Please find below a number of new readings on the European Convention of Human Rights, the Court, and its case-law:
* B.M. Oomen, 'A serious case of Strasbourg-bashing? An evaluation of the debates on the legitimacy of the European Court of Human Rights in the Netherlands', International Journal of Human Rights (Vol. 20, no. 3, 2016) .
The newest issue of our own Netherlands Quarterly of Human Rights, vol. 34, no. (2016), includes:
* S. Langlaude Doné, 'Religious Organisations, Internal Autonomy and Other Religious Rights before the European Court of Human Rights and the OSCE'.
* R.L. Glas, 'The Functioning of the Pilot-Judgment Procedure of the European Court of Human Rights in Practice'.
Marko Milanovic has posted on SSRN an a chapter of a foryhcoming book: 'Jurisdiction and Responsibility: Trends in the Jurisprudence of the Strasbourg Court', to be published in The ECHR and General International Law, Anne van Aaken & Iulia Motoc eds., forthcoming. This is the abstract:
This paper examines the overarching trends in the jurisprudence of the European Court of Human Rights on questions of state jurisdiction in the sense of Article 1 of the European Convention on Human Rights and state responsibility, after its seminal judgment in the Al-Skeini case. While the chapter makes no claim to comprehensiveness of coverage, it first discusses the threshold question of the extraterritorial applicability of human rights treaties, and analyses the relationship between the notions of jurisdiction and responsibility, specifically looking at the recent Jaloud v. Netherlands case. It then examines the issue of the relationship between human rights and international humanitarian law and the European Court’s judgment in Hassan v.
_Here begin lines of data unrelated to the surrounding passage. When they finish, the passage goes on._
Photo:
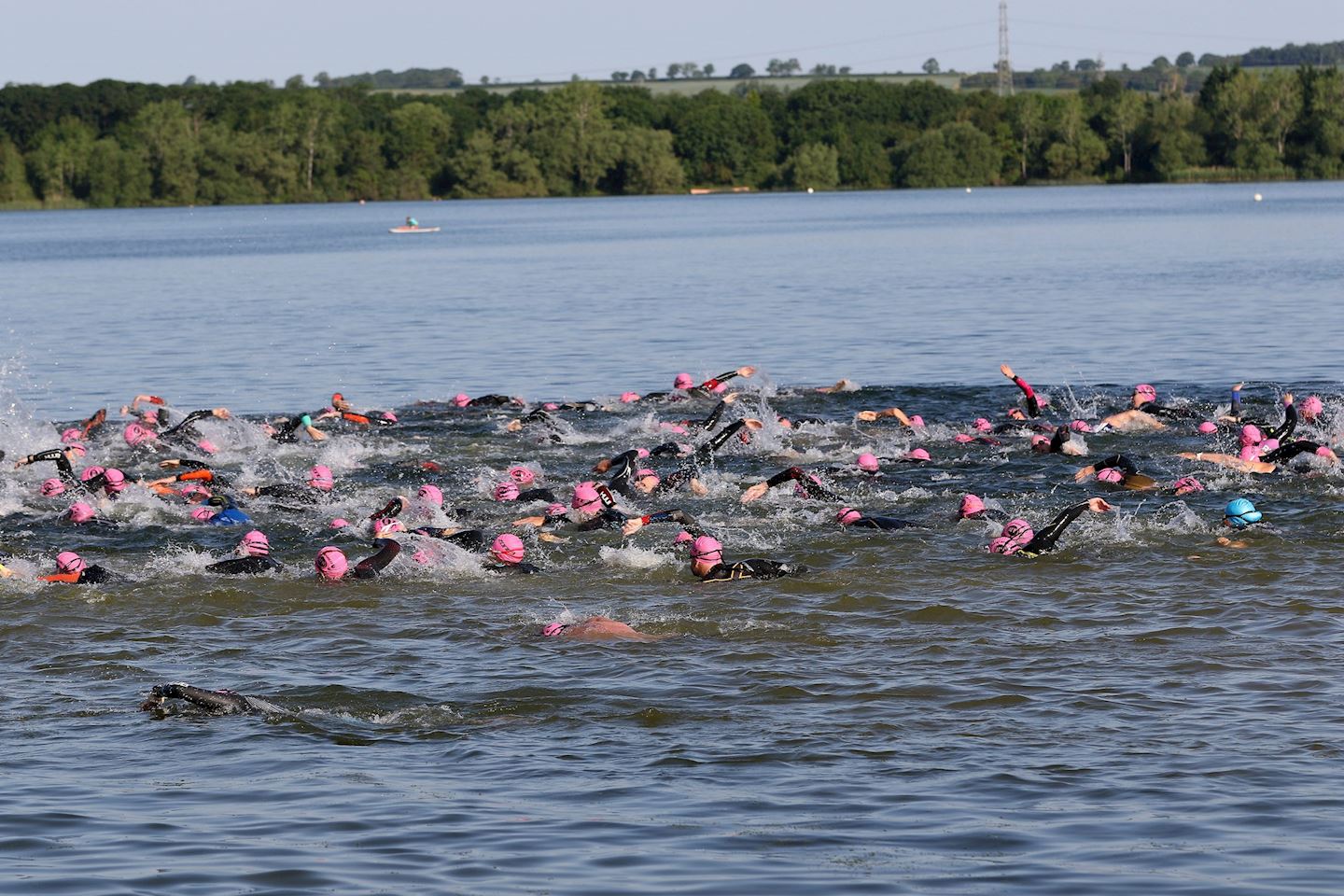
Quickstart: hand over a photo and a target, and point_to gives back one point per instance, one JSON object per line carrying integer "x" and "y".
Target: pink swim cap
{"x": 507, "y": 548}
{"x": 70, "y": 562}
{"x": 1187, "y": 483}
{"x": 137, "y": 436}
{"x": 387, "y": 525}
{"x": 254, "y": 544}
{"x": 115, "y": 481}
{"x": 971, "y": 504}
{"x": 707, "y": 550}
{"x": 320, "y": 477}
{"x": 585, "y": 497}
{"x": 330, "y": 563}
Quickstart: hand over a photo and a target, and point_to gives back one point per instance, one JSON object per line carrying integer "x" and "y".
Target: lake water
{"x": 1140, "y": 711}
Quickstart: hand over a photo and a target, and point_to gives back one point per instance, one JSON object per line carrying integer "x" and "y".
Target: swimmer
{"x": 595, "y": 629}
{"x": 73, "y": 569}
{"x": 707, "y": 565}
{"x": 253, "y": 558}
{"x": 330, "y": 562}
{"x": 219, "y": 703}
{"x": 1017, "y": 538}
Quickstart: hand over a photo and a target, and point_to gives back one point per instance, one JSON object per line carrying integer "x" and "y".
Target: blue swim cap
{"x": 1239, "y": 513}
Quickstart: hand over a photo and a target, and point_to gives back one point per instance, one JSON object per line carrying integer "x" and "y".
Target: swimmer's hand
{"x": 754, "y": 492}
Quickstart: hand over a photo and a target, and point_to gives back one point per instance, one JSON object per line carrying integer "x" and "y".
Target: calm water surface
{"x": 1140, "y": 711}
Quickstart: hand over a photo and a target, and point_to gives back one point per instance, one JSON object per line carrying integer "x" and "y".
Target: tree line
{"x": 113, "y": 144}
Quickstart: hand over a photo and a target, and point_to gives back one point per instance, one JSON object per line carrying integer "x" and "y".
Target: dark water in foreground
{"x": 1140, "y": 711}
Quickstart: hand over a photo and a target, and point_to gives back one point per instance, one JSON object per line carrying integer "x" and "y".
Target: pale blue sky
{"x": 161, "y": 40}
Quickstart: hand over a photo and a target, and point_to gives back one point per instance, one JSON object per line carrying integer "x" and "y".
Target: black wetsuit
{"x": 217, "y": 702}
{"x": 1046, "y": 539}
{"x": 245, "y": 566}
{"x": 751, "y": 568}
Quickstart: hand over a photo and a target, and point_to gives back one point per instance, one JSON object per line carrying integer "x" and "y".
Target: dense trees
{"x": 115, "y": 144}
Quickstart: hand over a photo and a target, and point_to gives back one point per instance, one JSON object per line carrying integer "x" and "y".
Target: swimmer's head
{"x": 70, "y": 562}
{"x": 320, "y": 477}
{"x": 115, "y": 481}
{"x": 137, "y": 436}
{"x": 507, "y": 548}
{"x": 1187, "y": 483}
{"x": 971, "y": 504}
{"x": 1240, "y": 513}
{"x": 586, "y": 498}
{"x": 254, "y": 544}
{"x": 330, "y": 563}
{"x": 707, "y": 551}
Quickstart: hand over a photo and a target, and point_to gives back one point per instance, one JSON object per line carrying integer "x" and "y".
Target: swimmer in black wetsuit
{"x": 1019, "y": 539}
{"x": 708, "y": 566}
{"x": 219, "y": 703}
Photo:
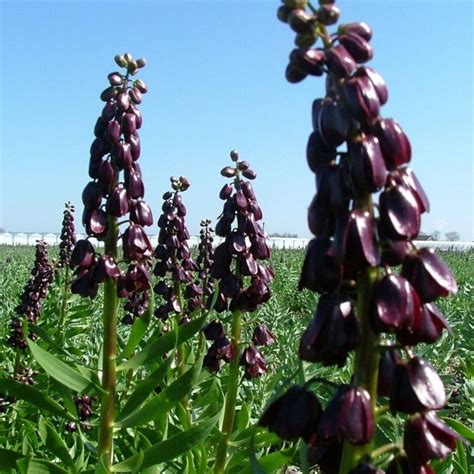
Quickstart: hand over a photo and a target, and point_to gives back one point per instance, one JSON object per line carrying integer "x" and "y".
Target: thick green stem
{"x": 366, "y": 366}
{"x": 62, "y": 316}
{"x": 109, "y": 375}
{"x": 231, "y": 395}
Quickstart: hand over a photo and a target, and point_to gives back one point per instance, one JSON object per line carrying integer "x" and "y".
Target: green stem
{"x": 231, "y": 395}
{"x": 366, "y": 366}
{"x": 109, "y": 375}
{"x": 62, "y": 316}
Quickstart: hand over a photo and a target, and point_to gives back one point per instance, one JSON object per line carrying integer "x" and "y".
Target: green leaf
{"x": 174, "y": 446}
{"x": 463, "y": 430}
{"x": 269, "y": 463}
{"x": 165, "y": 400}
{"x": 54, "y": 443}
{"x": 39, "y": 466}
{"x": 139, "y": 328}
{"x": 162, "y": 344}
{"x": 58, "y": 370}
{"x": 33, "y": 396}
{"x": 146, "y": 387}
{"x": 8, "y": 458}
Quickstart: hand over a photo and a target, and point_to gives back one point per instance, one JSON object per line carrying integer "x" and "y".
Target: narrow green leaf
{"x": 174, "y": 446}
{"x": 33, "y": 396}
{"x": 8, "y": 459}
{"x": 139, "y": 328}
{"x": 54, "y": 443}
{"x": 163, "y": 344}
{"x": 39, "y": 466}
{"x": 165, "y": 400}
{"x": 58, "y": 370}
{"x": 146, "y": 387}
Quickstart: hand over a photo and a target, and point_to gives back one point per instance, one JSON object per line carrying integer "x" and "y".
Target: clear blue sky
{"x": 216, "y": 79}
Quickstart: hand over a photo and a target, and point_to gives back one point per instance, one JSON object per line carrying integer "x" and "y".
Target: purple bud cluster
{"x": 174, "y": 266}
{"x": 352, "y": 235}
{"x": 110, "y": 195}
{"x": 205, "y": 257}
{"x": 33, "y": 294}
{"x": 244, "y": 245}
{"x": 84, "y": 410}
{"x": 68, "y": 236}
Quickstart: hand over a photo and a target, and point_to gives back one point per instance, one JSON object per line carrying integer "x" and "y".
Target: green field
{"x": 286, "y": 314}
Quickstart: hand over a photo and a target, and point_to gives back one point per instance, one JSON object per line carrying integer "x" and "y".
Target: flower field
{"x": 34, "y": 427}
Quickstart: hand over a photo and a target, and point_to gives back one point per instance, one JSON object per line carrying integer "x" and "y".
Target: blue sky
{"x": 216, "y": 78}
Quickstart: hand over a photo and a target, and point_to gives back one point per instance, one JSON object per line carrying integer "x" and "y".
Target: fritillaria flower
{"x": 293, "y": 415}
{"x": 68, "y": 236}
{"x": 355, "y": 152}
{"x": 116, "y": 191}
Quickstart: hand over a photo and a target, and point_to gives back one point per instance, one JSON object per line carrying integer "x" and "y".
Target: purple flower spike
{"x": 369, "y": 172}
{"x": 416, "y": 387}
{"x": 358, "y": 47}
{"x": 294, "y": 414}
{"x": 349, "y": 414}
{"x": 395, "y": 304}
{"x": 399, "y": 213}
{"x": 427, "y": 438}
{"x": 340, "y": 62}
{"x": 332, "y": 333}
{"x": 429, "y": 275}
{"x": 262, "y": 336}
{"x": 426, "y": 327}
{"x": 361, "y": 98}
{"x": 395, "y": 145}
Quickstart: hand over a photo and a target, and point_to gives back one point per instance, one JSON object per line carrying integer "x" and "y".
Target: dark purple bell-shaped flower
{"x": 395, "y": 304}
{"x": 387, "y": 365}
{"x": 118, "y": 202}
{"x": 427, "y": 326}
{"x": 320, "y": 272}
{"x": 399, "y": 213}
{"x": 368, "y": 170}
{"x": 83, "y": 254}
{"x": 377, "y": 81}
{"x": 106, "y": 267}
{"x": 427, "y": 438}
{"x": 262, "y": 336}
{"x": 294, "y": 414}
{"x": 361, "y": 98}
{"x": 416, "y": 387}
{"x": 140, "y": 213}
{"x": 395, "y": 145}
{"x": 358, "y": 47}
{"x": 254, "y": 362}
{"x": 348, "y": 414}
{"x": 332, "y": 333}
{"x": 340, "y": 62}
{"x": 429, "y": 275}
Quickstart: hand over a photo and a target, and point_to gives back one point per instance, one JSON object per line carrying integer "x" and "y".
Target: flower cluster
{"x": 109, "y": 196}
{"x": 357, "y": 243}
{"x": 68, "y": 236}
{"x": 205, "y": 257}
{"x": 244, "y": 244}
{"x": 243, "y": 281}
{"x": 173, "y": 257}
{"x": 33, "y": 294}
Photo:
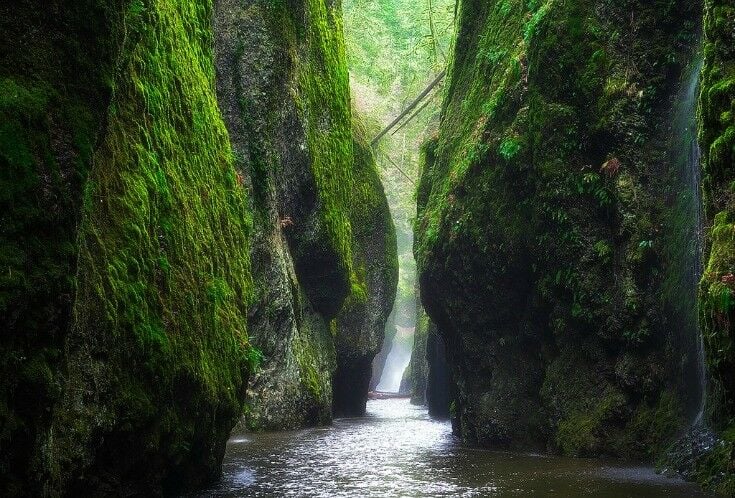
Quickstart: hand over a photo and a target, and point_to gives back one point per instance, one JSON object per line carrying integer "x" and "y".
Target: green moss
{"x": 539, "y": 232}
{"x": 324, "y": 102}
{"x": 716, "y": 471}
{"x": 164, "y": 271}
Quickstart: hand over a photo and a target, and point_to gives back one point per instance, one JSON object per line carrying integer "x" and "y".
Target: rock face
{"x": 543, "y": 215}
{"x": 324, "y": 245}
{"x": 125, "y": 238}
{"x": 717, "y": 290}
{"x": 361, "y": 323}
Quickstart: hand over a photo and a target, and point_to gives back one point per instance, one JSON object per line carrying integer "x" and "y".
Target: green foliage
{"x": 531, "y": 212}
{"x": 164, "y": 264}
{"x": 394, "y": 49}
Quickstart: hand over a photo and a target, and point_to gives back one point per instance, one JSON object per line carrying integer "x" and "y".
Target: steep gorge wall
{"x": 324, "y": 246}
{"x": 543, "y": 213}
{"x": 125, "y": 235}
{"x": 717, "y": 289}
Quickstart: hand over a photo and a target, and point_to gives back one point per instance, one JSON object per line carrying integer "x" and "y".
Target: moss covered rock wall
{"x": 542, "y": 220}
{"x": 324, "y": 244}
{"x": 361, "y": 323}
{"x": 717, "y": 290}
{"x": 125, "y": 235}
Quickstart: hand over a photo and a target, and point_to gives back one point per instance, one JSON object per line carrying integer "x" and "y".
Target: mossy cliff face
{"x": 50, "y": 114}
{"x": 541, "y": 223}
{"x": 361, "y": 323}
{"x": 717, "y": 290}
{"x": 125, "y": 317}
{"x": 283, "y": 88}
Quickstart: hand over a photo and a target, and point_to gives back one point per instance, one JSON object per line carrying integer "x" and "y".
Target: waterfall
{"x": 687, "y": 156}
{"x": 397, "y": 361}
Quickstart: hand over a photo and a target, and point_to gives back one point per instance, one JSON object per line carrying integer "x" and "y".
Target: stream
{"x": 398, "y": 451}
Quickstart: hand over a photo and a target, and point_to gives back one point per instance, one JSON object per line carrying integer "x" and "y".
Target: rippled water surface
{"x": 398, "y": 451}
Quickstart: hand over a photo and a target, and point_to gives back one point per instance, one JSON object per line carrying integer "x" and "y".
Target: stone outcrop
{"x": 543, "y": 224}
{"x": 324, "y": 245}
{"x": 125, "y": 239}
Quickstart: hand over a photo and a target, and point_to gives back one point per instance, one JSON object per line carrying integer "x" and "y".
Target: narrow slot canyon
{"x": 375, "y": 248}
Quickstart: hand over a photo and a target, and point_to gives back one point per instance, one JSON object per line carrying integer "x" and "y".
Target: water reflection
{"x": 397, "y": 451}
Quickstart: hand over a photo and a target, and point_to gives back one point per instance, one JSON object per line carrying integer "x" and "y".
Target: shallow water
{"x": 398, "y": 451}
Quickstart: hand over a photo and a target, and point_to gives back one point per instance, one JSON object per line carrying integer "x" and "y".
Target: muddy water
{"x": 398, "y": 451}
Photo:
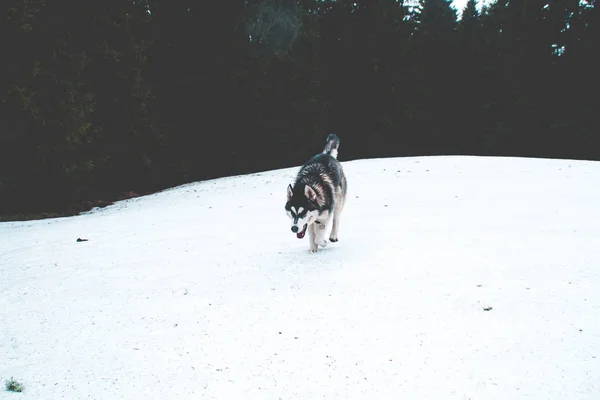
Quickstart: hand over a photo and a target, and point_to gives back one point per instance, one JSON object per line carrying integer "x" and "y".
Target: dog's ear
{"x": 310, "y": 193}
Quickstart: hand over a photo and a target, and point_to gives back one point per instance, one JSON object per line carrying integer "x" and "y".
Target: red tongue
{"x": 301, "y": 234}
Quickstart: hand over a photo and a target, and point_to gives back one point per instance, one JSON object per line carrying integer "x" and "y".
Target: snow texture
{"x": 203, "y": 292}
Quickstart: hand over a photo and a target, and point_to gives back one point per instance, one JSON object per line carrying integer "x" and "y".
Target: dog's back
{"x": 324, "y": 173}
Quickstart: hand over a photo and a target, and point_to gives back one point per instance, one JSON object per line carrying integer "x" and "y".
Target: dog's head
{"x": 301, "y": 207}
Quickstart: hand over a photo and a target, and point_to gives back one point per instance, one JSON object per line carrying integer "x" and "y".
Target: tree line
{"x": 102, "y": 97}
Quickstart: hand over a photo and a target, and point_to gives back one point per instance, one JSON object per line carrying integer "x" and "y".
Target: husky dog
{"x": 316, "y": 200}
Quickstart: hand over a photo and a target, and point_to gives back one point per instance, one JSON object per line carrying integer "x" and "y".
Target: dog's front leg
{"x": 311, "y": 238}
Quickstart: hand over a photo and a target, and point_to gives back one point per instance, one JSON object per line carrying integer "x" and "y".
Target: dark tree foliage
{"x": 98, "y": 98}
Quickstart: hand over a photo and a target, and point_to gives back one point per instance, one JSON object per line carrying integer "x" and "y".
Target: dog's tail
{"x": 332, "y": 143}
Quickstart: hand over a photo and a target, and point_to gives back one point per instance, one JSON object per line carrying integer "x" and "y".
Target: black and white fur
{"x": 316, "y": 199}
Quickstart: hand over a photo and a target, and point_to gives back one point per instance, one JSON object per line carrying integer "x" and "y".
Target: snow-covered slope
{"x": 203, "y": 292}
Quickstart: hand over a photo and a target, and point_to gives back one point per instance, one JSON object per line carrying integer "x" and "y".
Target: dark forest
{"x": 103, "y": 98}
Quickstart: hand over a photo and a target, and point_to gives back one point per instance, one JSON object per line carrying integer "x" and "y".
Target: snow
{"x": 203, "y": 292}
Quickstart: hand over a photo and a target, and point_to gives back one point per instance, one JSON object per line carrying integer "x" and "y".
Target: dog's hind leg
{"x": 337, "y": 210}
{"x": 321, "y": 230}
{"x": 311, "y": 238}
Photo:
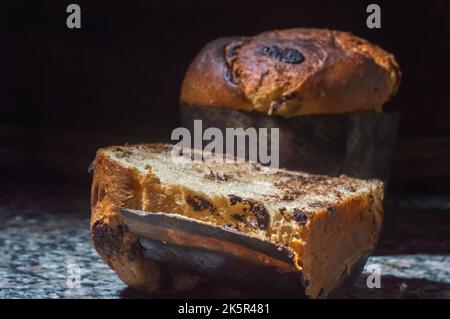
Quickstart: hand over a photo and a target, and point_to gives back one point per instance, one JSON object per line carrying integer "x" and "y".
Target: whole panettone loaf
{"x": 329, "y": 224}
{"x": 292, "y": 72}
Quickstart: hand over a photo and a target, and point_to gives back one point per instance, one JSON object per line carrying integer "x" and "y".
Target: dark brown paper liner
{"x": 237, "y": 260}
{"x": 357, "y": 144}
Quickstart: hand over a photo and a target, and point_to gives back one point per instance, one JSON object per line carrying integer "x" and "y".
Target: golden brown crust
{"x": 328, "y": 223}
{"x": 116, "y": 186}
{"x": 292, "y": 72}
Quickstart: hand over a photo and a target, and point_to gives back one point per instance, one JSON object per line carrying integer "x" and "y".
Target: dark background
{"x": 65, "y": 93}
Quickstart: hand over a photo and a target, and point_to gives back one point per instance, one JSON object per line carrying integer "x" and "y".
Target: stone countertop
{"x": 44, "y": 241}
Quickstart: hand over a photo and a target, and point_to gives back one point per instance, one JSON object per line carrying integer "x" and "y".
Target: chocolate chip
{"x": 198, "y": 203}
{"x": 261, "y": 215}
{"x": 300, "y": 217}
{"x": 216, "y": 176}
{"x": 286, "y": 55}
{"x": 235, "y": 199}
{"x": 107, "y": 238}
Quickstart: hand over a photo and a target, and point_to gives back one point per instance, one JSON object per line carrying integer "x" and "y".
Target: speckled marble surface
{"x": 44, "y": 241}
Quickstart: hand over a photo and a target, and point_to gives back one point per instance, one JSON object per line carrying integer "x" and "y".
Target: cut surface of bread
{"x": 327, "y": 223}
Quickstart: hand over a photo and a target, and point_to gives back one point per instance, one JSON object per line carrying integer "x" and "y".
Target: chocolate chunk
{"x": 229, "y": 76}
{"x": 300, "y": 217}
{"x": 198, "y": 203}
{"x": 216, "y": 176}
{"x": 107, "y": 238}
{"x": 286, "y": 55}
{"x": 235, "y": 199}
{"x": 261, "y": 215}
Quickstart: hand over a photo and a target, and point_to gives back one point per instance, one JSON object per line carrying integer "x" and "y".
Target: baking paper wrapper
{"x": 357, "y": 145}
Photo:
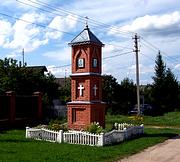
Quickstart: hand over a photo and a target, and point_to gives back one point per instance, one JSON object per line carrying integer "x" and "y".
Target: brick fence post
{"x": 39, "y": 95}
{"x": 12, "y": 106}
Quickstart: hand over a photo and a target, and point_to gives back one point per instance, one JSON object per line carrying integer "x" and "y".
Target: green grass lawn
{"x": 171, "y": 119}
{"x": 14, "y": 147}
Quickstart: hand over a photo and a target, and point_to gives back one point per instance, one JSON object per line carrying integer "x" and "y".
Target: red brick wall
{"x": 81, "y": 115}
{"x": 87, "y": 53}
{"x": 85, "y": 115}
{"x": 88, "y": 83}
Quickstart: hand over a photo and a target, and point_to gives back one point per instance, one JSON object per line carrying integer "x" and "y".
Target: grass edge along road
{"x": 14, "y": 147}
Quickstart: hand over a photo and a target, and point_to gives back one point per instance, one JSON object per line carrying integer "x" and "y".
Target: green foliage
{"x": 165, "y": 89}
{"x": 136, "y": 119}
{"x": 24, "y": 80}
{"x": 94, "y": 128}
{"x": 170, "y": 119}
{"x": 110, "y": 86}
{"x": 119, "y": 97}
{"x": 65, "y": 91}
{"x": 15, "y": 147}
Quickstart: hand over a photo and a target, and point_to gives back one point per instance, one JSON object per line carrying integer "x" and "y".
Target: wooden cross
{"x": 81, "y": 88}
{"x": 86, "y": 21}
{"x": 95, "y": 90}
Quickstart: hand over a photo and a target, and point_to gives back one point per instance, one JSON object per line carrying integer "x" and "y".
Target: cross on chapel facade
{"x": 86, "y": 104}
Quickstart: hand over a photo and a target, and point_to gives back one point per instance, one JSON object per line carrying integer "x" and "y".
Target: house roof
{"x": 86, "y": 37}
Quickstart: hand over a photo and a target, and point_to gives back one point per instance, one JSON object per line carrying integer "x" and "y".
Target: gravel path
{"x": 168, "y": 151}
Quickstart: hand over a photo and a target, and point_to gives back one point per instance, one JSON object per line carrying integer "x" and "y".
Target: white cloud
{"x": 177, "y": 67}
{"x": 5, "y": 32}
{"x": 166, "y": 24}
{"x": 25, "y": 35}
{"x": 60, "y": 23}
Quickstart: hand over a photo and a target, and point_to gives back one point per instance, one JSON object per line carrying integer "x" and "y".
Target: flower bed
{"x": 120, "y": 133}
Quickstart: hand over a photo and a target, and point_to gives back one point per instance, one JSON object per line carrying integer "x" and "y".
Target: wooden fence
{"x": 85, "y": 138}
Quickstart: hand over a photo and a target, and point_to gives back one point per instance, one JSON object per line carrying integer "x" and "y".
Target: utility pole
{"x": 136, "y": 50}
{"x": 23, "y": 56}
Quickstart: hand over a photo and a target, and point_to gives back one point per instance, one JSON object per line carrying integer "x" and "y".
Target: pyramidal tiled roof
{"x": 86, "y": 37}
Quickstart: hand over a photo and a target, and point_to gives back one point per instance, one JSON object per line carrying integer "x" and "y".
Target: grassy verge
{"x": 15, "y": 148}
{"x": 171, "y": 119}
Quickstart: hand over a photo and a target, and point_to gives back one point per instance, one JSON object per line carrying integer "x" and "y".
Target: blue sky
{"x": 44, "y": 32}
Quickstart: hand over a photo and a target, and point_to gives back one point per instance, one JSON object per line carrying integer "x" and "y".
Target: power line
{"x": 37, "y": 24}
{"x": 94, "y": 22}
{"x": 156, "y": 49}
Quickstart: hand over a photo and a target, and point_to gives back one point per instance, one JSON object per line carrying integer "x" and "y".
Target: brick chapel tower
{"x": 86, "y": 104}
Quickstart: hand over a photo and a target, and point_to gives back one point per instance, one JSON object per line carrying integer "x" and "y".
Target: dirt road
{"x": 168, "y": 151}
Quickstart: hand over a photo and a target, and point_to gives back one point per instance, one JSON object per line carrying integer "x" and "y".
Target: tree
{"x": 172, "y": 91}
{"x": 127, "y": 95}
{"x": 165, "y": 88}
{"x": 25, "y": 81}
{"x": 119, "y": 97}
{"x": 109, "y": 87}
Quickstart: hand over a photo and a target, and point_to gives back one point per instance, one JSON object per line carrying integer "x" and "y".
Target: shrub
{"x": 94, "y": 128}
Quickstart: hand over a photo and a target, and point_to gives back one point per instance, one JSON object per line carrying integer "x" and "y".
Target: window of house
{"x": 81, "y": 63}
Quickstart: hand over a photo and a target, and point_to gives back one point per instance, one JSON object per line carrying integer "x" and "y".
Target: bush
{"x": 94, "y": 128}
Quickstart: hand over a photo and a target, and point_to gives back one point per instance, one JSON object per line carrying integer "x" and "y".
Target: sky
{"x": 43, "y": 28}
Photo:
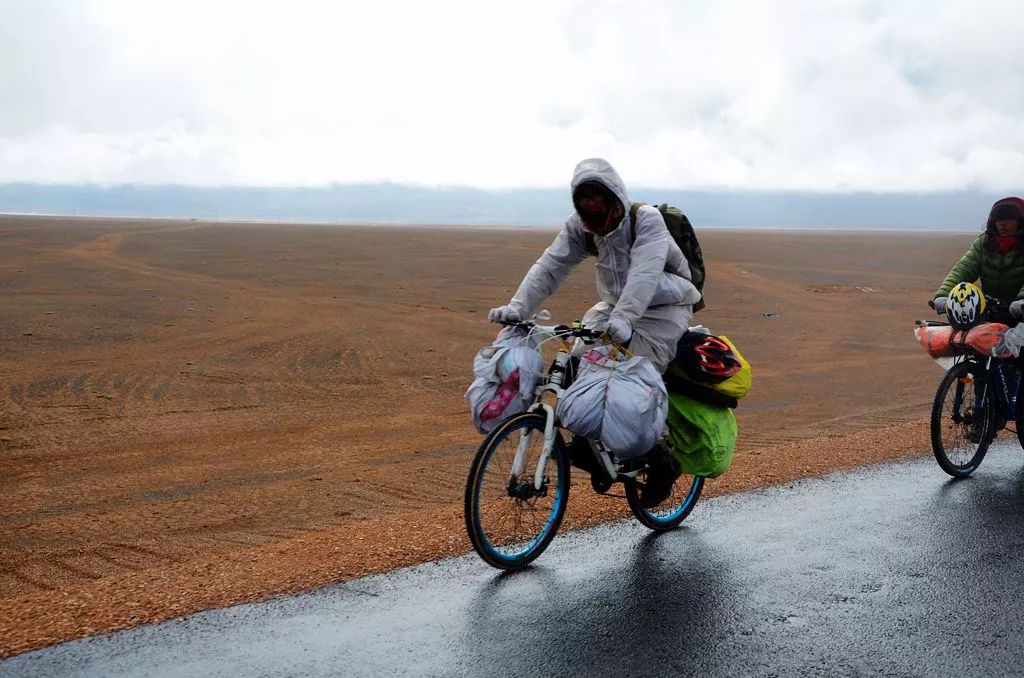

UK. This chapter’s main thesis is that the Court is growing increasingly comfortable with applying the Convention extraterritorially and in armed conflict, as well as in directly invoking rules of international humanitarian law. However, a number of important caveats and uncertainties remain in the Court’s jurisprudence, which will inevitably be at issue in important cases currently pending or soon to be pending before it, e.g. the many interstate and individual applications dealing with the conflict in Ukraine.